Imagine the 'incredible boon to productivity' you could get from tools (text editors, IDEs) that can deterministically show you all references or definitions of any method, variable, or class throughout your codebase whenever you want. (Hint: this isn't a dream--this is a huge plus of working with statically typed languages.)

For all of the pop-trendy love that dynamic languages seem to get for 'being fast for development,' (read: hacking) it's tragic how much they slow you down when you need to start hunting down where the hell something was magically (or meta-) declared or changed, especially when you're working with someone else's code (read: real life.)

The grep test seems like a great approach if you're stuck with a dynamic language. Of course, we don't always have the luxury to choose the technologies or platforms that we work with, but you've got the choice, a statically typed language solves this problem out of the box.

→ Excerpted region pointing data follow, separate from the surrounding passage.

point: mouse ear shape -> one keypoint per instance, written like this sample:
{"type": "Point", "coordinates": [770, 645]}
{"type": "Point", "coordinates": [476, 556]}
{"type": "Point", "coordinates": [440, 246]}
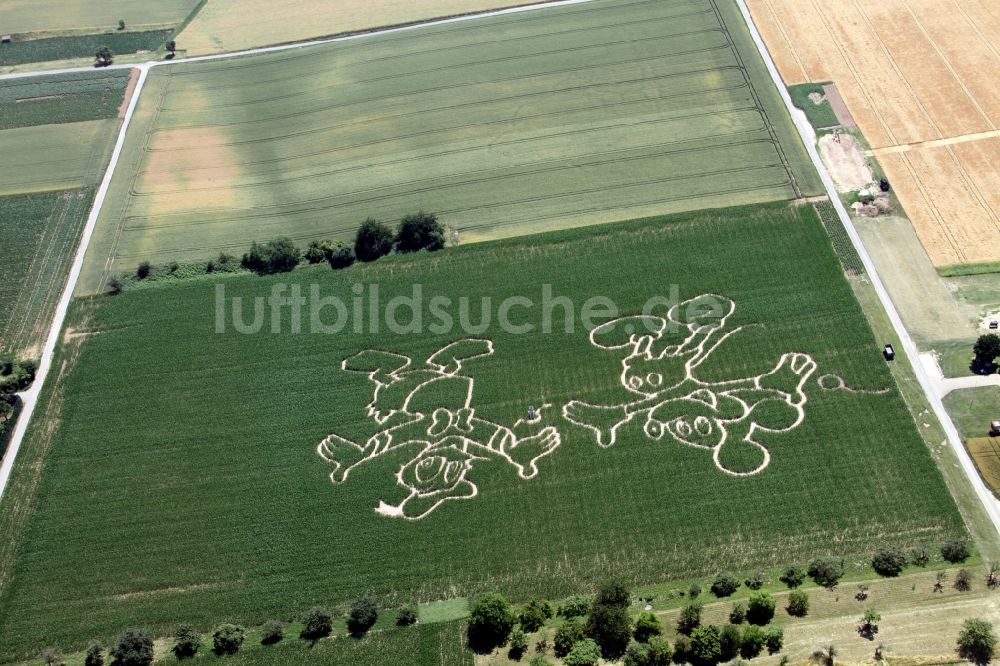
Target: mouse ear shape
{"type": "Point", "coordinates": [704, 310]}
{"type": "Point", "coordinates": [378, 365]}
{"type": "Point", "coordinates": [449, 358]}
{"type": "Point", "coordinates": [627, 331]}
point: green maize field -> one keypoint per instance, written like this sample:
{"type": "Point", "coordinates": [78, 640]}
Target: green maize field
{"type": "Point", "coordinates": [61, 98]}
{"type": "Point", "coordinates": [181, 479]}
{"type": "Point", "coordinates": [502, 126]}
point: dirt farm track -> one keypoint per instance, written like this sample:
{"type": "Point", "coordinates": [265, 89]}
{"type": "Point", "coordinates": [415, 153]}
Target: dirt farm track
{"type": "Point", "coordinates": [919, 78]}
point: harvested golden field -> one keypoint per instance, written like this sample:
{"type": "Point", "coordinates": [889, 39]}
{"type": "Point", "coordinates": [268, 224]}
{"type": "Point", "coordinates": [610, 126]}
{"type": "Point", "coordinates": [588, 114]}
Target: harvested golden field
{"type": "Point", "coordinates": [233, 25]}
{"type": "Point", "coordinates": [918, 77]}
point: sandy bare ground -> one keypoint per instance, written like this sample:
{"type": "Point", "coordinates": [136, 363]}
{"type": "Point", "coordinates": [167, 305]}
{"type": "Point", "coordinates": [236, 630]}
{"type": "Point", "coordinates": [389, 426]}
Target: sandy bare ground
{"type": "Point", "coordinates": [846, 161]}
{"type": "Point", "coordinates": [231, 25]}
{"type": "Point", "coordinates": [911, 79]}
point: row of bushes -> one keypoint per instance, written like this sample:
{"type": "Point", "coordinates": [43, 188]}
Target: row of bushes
{"type": "Point", "coordinates": [134, 647]}
{"type": "Point", "coordinates": [419, 231]}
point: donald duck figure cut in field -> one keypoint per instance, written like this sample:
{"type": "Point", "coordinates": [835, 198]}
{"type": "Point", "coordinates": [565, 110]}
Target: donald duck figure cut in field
{"type": "Point", "coordinates": [428, 409]}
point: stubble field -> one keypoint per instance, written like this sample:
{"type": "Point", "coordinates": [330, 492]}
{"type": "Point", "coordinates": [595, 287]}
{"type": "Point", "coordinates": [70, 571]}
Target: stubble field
{"type": "Point", "coordinates": [185, 484]}
{"type": "Point", "coordinates": [917, 76]}
{"type": "Point", "coordinates": [503, 126]}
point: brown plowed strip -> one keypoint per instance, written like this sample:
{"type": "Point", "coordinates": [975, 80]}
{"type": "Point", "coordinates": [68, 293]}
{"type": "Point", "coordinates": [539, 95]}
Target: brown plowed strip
{"type": "Point", "coordinates": [918, 77]}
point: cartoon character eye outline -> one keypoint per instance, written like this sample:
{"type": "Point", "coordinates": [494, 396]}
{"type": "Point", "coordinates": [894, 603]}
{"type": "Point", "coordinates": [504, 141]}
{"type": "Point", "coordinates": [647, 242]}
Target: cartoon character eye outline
{"type": "Point", "coordinates": [437, 465]}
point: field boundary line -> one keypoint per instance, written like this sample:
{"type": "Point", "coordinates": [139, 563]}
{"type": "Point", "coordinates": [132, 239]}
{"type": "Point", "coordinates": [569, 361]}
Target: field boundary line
{"type": "Point", "coordinates": [30, 397]}
{"type": "Point", "coordinates": [989, 502]}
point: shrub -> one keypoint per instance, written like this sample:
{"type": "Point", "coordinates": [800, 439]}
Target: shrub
{"type": "Point", "coordinates": [95, 655]}
{"type": "Point", "coordinates": [419, 231]}
{"type": "Point", "coordinates": [317, 251]}
{"type": "Point", "coordinates": [977, 642]}
{"type": "Point", "coordinates": [656, 652]}
{"type": "Point", "coordinates": [729, 642]}
{"type": "Point", "coordinates": [273, 632]}
{"type": "Point", "coordinates": [276, 256]}
{"type": "Point", "coordinates": [793, 577]}
{"type": "Point", "coordinates": [569, 633]}
{"type": "Point", "coordinates": [134, 648]}
{"type": "Point", "coordinates": [373, 240]}
{"type": "Point", "coordinates": [534, 615]}
{"type": "Point", "coordinates": [705, 646]}
{"type": "Point", "coordinates": [724, 584]}
{"type": "Point", "coordinates": [611, 629]}
{"type": "Point", "coordinates": [227, 639]}
{"type": "Point", "coordinates": [868, 624]}
{"type": "Point", "coordinates": [774, 639]}
{"type": "Point", "coordinates": [318, 623]}
{"type": "Point", "coordinates": [575, 607]}
{"type": "Point", "coordinates": [340, 256]}
{"type": "Point", "coordinates": [406, 616]}
{"type": "Point", "coordinates": [490, 622]}
{"type": "Point", "coordinates": [518, 643]}
{"type": "Point", "coordinates": [690, 618]}
{"type": "Point", "coordinates": [646, 626]}
{"type": "Point", "coordinates": [920, 556]}
{"type": "Point", "coordinates": [760, 608]}
{"type": "Point", "coordinates": [955, 552]}
{"type": "Point", "coordinates": [187, 641]}
{"type": "Point", "coordinates": [583, 653]}
{"type": "Point", "coordinates": [613, 594]}
{"type": "Point", "coordinates": [362, 616]}
{"type": "Point", "coordinates": [752, 642]}
{"type": "Point", "coordinates": [798, 603]}
{"type": "Point", "coordinates": [115, 285]}
{"type": "Point", "coordinates": [889, 562]}
{"type": "Point", "coordinates": [826, 572]}
{"type": "Point", "coordinates": [755, 582]}
{"type": "Point", "coordinates": [738, 614]}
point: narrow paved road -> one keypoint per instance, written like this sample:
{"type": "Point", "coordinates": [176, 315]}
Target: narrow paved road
{"type": "Point", "coordinates": [30, 397]}
{"type": "Point", "coordinates": [927, 384]}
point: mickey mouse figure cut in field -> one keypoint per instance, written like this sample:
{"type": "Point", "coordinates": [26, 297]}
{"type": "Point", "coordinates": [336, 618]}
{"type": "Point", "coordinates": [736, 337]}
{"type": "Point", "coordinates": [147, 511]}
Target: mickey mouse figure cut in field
{"type": "Point", "coordinates": [428, 409]}
{"type": "Point", "coordinates": [661, 356]}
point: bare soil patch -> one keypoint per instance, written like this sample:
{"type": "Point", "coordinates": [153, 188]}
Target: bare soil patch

Sorry, my Common Lisp system does this quite well. Other dynlangs should be able to do it too....


Doesn't CL also fail the grep test? You can generate function names on-the-fly, can't you?


Separate compile-time from run-time....

(DESCRIBE #'functionname) from the REPL will give you information about the function; you can also pick up source if you configure it right.

The key idea is that software as written only loosely defines software images as they are live. 'Static' languages attempt to ensure that there is a tight correspondence, but dynamic linking defeats that in part.

Image based software ideas take this idea and run with it: that's why you download Smalltalk images, not smalltalk source.